9 Replies Latest reply on Nov 26, 2018 2:47 PM by misterj

    1950x multi-threaded performance

    gwiesenekker

      Hi,

       

      I have a performance problem with a multi-threaded (CPU and memory intensive, not I/O intensive) program on a 1950X (ASUS PRIME X399-A motherboard,

      Corsair Vengeance LPX DDR4 4x16GB@3000 MHz memory): the performance drops by 50% when going from one to four threads.

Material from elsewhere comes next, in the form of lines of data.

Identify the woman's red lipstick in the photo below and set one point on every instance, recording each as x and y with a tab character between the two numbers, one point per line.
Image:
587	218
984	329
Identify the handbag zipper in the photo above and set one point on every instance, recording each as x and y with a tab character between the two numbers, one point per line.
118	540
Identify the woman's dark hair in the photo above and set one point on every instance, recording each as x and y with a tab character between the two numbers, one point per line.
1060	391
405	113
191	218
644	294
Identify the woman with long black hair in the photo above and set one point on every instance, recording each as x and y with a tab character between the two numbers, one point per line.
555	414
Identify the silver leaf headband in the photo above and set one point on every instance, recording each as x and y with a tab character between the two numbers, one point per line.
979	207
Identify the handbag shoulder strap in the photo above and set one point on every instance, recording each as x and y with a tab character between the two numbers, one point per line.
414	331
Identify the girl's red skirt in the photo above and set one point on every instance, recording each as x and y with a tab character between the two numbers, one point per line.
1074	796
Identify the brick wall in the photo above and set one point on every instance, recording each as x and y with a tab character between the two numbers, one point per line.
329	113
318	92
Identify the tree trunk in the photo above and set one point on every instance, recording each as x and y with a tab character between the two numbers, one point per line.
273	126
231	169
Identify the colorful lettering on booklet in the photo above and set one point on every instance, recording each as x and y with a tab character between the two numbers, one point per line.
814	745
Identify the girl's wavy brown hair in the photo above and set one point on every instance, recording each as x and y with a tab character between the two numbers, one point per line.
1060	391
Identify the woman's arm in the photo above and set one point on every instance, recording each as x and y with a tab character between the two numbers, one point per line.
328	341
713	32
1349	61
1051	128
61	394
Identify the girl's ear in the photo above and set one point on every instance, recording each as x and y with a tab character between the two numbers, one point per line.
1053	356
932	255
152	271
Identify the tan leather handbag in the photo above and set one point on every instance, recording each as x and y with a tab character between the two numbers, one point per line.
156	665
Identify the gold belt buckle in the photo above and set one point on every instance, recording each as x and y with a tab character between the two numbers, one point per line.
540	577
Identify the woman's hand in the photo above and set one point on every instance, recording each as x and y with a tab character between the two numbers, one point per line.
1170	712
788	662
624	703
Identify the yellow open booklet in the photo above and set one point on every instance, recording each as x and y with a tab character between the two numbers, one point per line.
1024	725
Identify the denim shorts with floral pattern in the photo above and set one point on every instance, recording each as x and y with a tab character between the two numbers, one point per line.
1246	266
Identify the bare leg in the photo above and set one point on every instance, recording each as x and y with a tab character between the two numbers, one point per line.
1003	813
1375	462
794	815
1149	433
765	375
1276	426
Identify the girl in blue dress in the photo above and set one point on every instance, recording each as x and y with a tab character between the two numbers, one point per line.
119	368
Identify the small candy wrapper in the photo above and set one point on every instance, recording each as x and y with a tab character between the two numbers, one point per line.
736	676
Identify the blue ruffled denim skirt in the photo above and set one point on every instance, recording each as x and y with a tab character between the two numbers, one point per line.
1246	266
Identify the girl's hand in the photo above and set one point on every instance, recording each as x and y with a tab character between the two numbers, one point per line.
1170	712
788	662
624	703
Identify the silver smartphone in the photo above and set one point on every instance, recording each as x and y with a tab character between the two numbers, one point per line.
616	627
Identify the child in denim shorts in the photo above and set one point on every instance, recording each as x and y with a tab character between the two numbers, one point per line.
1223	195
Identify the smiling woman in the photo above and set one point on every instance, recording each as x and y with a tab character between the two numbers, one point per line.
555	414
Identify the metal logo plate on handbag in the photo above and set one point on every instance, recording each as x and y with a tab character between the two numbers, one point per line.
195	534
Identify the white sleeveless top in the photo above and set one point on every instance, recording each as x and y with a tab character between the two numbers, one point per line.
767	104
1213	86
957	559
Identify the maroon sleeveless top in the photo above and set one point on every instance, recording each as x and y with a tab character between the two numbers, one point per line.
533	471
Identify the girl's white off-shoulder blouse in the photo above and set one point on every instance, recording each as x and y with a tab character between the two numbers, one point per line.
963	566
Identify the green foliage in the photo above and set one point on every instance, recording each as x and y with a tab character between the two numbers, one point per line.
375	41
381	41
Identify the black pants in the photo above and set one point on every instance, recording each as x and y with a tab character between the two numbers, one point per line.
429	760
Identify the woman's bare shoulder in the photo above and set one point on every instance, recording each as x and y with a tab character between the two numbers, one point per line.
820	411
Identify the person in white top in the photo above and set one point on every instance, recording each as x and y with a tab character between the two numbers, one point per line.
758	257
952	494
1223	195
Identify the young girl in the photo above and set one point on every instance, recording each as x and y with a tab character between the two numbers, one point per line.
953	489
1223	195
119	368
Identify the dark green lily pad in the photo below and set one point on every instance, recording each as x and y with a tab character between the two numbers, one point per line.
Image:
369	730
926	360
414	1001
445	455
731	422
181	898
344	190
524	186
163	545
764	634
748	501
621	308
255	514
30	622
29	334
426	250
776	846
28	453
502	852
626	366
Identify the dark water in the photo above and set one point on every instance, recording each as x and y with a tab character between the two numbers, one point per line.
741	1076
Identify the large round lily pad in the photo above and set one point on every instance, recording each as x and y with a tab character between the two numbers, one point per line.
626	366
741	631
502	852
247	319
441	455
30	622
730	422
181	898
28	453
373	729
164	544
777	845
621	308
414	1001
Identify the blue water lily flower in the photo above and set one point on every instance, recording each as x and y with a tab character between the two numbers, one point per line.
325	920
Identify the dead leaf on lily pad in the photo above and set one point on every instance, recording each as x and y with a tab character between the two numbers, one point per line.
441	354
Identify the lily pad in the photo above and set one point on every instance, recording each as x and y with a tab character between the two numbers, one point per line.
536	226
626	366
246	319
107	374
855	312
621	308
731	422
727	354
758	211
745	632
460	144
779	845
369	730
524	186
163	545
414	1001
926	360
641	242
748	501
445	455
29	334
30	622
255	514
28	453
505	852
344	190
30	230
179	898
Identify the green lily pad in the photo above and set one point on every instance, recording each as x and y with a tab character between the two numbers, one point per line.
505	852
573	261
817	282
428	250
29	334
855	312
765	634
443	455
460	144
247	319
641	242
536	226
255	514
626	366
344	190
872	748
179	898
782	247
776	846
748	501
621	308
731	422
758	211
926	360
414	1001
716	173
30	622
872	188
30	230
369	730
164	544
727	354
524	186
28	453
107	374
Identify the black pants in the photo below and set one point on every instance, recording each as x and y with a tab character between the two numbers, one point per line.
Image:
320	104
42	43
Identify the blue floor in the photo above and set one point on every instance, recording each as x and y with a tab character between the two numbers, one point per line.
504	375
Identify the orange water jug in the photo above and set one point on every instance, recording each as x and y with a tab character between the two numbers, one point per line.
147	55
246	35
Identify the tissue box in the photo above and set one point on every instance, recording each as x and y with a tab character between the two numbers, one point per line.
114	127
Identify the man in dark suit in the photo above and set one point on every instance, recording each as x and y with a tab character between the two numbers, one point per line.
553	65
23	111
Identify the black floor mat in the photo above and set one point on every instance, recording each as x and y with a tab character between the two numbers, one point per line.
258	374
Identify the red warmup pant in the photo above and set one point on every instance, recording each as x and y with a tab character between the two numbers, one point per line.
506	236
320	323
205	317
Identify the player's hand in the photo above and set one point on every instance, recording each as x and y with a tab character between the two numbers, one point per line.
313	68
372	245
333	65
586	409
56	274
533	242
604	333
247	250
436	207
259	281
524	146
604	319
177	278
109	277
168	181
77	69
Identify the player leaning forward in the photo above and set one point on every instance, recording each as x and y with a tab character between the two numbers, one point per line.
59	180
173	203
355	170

After having excluded semaphore locks and such as the cause of the problem I decided to run the same program on an Intel i7-7820HQ (Dell Precision 7520 motherboard, DDR4 4x16GB@2400MHz memory) in which case the performance drops by only 10%. OS is ubuntu 18.04, kernel version is 4.15.0-38-generic, GCC version is 7.3.0.

       

      Any ideas what could be causing this difference/how I can improve the multi-threaded performance on the 1950X?

       

      Thanks,

      Gijsbert

        • Re: 1950x multi-threaded performance
          misterj

          Gijsbert, this, at least might, be interesting: Level1 It does have some interesting tools.  Enjoy, John.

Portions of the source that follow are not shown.